Put a baited line in the water, whilst waiting for it to get a hook up flick some lures around with another rod. I use HB lures 99% of the time now. Once the code is cracked you wont go back.


----------



## Milt (Sep 2, 2005)

PP cover both bases and fish with both as there are days where plastic and lures just dont cut it and bait goes off? Breambo when u say chicken guts do you mean the livers and hearts, I've never tried it but have had great success with chicken breast on bread butter species like sea mullet and trevally.

PP never discount the humble pilly its my no.1 favourite alrounder bait, if you can get smaller ones and hook them on to some small gang hooks with a little bean sinker running to the hook for casting distance you will do extremelly well if a school of tailor salmon etc are around ;-) Just cast, let it sink a little and retrieve outfishes plastics and lures every time when the fish are around and you get very solid hook ups. This method is not recommended for catch and release for obvious reasons 

Milt,


----------



## Breambo (Apr 19, 2006)

Milt said:


> Breambo when u say chicken guts do you mean the livers and hearts,


Most good bait shops will have chicken guts, its more the intestines, they can be loaded on the hook like a worm or bunched up, they stink like anything and are especially killer on bream.


----------



## Flump (Apr 17, 2006)

Holy crap, it works!!!!!

Just been for a fish off Redcliffe, trolled for 4 km's south then trolled back, total catch, two Tailor, one Bonito and a Grinner. Tailor and Grinner caught on a deep lure and Bonito on a homemade pink, green and white bucktail jig so was pretty happy to have caught fish.

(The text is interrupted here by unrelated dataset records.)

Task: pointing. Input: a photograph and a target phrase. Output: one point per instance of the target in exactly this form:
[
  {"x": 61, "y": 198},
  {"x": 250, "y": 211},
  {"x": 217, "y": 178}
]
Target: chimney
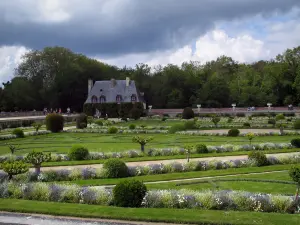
[
  {"x": 113, "y": 82},
  {"x": 127, "y": 81},
  {"x": 90, "y": 85}
]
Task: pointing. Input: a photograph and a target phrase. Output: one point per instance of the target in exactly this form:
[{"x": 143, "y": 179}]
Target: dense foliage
[
  {"x": 129, "y": 193},
  {"x": 78, "y": 153},
  {"x": 115, "y": 168},
  {"x": 56, "y": 77},
  {"x": 54, "y": 122}
]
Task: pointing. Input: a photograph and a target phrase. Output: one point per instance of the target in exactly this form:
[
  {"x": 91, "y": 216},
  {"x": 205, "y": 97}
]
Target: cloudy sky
[{"x": 127, "y": 32}]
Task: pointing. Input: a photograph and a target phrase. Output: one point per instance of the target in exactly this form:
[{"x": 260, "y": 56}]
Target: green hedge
[{"x": 112, "y": 109}]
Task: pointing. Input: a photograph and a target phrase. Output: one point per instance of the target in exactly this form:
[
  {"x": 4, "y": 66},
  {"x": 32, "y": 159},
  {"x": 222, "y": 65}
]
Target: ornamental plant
[
  {"x": 14, "y": 168},
  {"x": 142, "y": 141},
  {"x": 36, "y": 159},
  {"x": 129, "y": 193},
  {"x": 250, "y": 136},
  {"x": 216, "y": 120},
  {"x": 37, "y": 126}
]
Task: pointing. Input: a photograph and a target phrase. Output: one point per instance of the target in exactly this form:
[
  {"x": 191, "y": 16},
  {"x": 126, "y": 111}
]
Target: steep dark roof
[{"x": 110, "y": 92}]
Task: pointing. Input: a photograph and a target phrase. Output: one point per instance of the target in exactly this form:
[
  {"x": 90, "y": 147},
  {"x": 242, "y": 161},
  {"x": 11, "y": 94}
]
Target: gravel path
[
  {"x": 22, "y": 219},
  {"x": 144, "y": 163}
]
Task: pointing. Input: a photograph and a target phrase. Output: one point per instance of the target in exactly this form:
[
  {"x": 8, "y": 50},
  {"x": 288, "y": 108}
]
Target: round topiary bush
[
  {"x": 129, "y": 193},
  {"x": 233, "y": 132},
  {"x": 115, "y": 168},
  {"x": 78, "y": 153},
  {"x": 297, "y": 124},
  {"x": 201, "y": 148},
  {"x": 259, "y": 157},
  {"x": 54, "y": 122},
  {"x": 188, "y": 113},
  {"x": 81, "y": 121},
  {"x": 296, "y": 142},
  {"x": 246, "y": 124},
  {"x": 112, "y": 130},
  {"x": 18, "y": 132},
  {"x": 132, "y": 126}
]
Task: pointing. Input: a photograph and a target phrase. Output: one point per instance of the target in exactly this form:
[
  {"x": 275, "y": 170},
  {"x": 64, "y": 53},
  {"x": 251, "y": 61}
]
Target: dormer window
[
  {"x": 133, "y": 98},
  {"x": 118, "y": 98},
  {"x": 94, "y": 99},
  {"x": 102, "y": 99}
]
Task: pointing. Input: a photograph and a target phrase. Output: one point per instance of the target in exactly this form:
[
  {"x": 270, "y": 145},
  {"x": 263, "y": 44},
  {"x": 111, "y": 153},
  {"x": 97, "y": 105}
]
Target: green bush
[
  {"x": 54, "y": 122},
  {"x": 297, "y": 124},
  {"x": 14, "y": 168},
  {"x": 176, "y": 127},
  {"x": 81, "y": 121},
  {"x": 188, "y": 113},
  {"x": 132, "y": 126},
  {"x": 112, "y": 130},
  {"x": 201, "y": 148},
  {"x": 189, "y": 125},
  {"x": 296, "y": 142},
  {"x": 115, "y": 168},
  {"x": 246, "y": 124},
  {"x": 259, "y": 157},
  {"x": 129, "y": 193},
  {"x": 233, "y": 132},
  {"x": 78, "y": 153},
  {"x": 18, "y": 132},
  {"x": 99, "y": 122}
]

Had a whole chicken breast with me as the experiment so anchored up and burleyed with pellets. Presentation was a chicken slither on a 1/16th jig head size 4 hook on 10lb flouro & 4lb braid. Total catch, loadsa Bream (probably about 30, lost count) most were legal and biggest went about 35cm's, two nice trevally around 45 to 50 cm and two unstoppables (probably larger squire) in an hour! Have a nice feed of Trevally and Bonito for tea, all Bream returned. :twisted:


----------



## Milt (Sep 2, 2005)

Excellent work flump, whting also are a fan of chicken BTW 

Milt,


----------



## beefs (Jan 30, 2006)

I see you were using a jighead Flump - were you working the chicken like an SP and just soaking it like any other bait?


----------



## Guest (Jun 27, 2008)

I've done the chicken on a jighead thing to, much the same way I've done it with squid. Cut into a vague shape of a small, thin fish, put on much like a SP lure and cast and retrieved the same way. I have to say, the results were promising. Only got 10 or so casts (was low on chicken) but did catch 2 fish. Mind you, was catching them with chicken on a standard hook in the same session. But yep Beefs, cut into a similar shape and used in the same way, chicken (or squid) can replace the SP and perform equally well (in my experience) and maybe even better. I'm sure some of you guys have seen it already, but I wrote about my experience doing it with squid (and youtubed the video the results) at yakabout. http://yakabout.com.au/home/content/view/104/39/


----------



## Flump (Apr 17, 2006)

beefs said:


> I see you were using a jighead Flump - were you working the chicken like an SP and just soaking it like any other bait?


Hey beefs, mate, I was setting it on the hook like an SP but just dropping it to the bottom directly under the yak with about 20 cms of slack line and it was just roaring off, no need to jig it or anything, I reckon the burleying was the key to it though. The sounder was going nuts with the amount of fish, some nice full arches. I was only in 4 metres of water about 30 metres from a reefie outcrop.


----------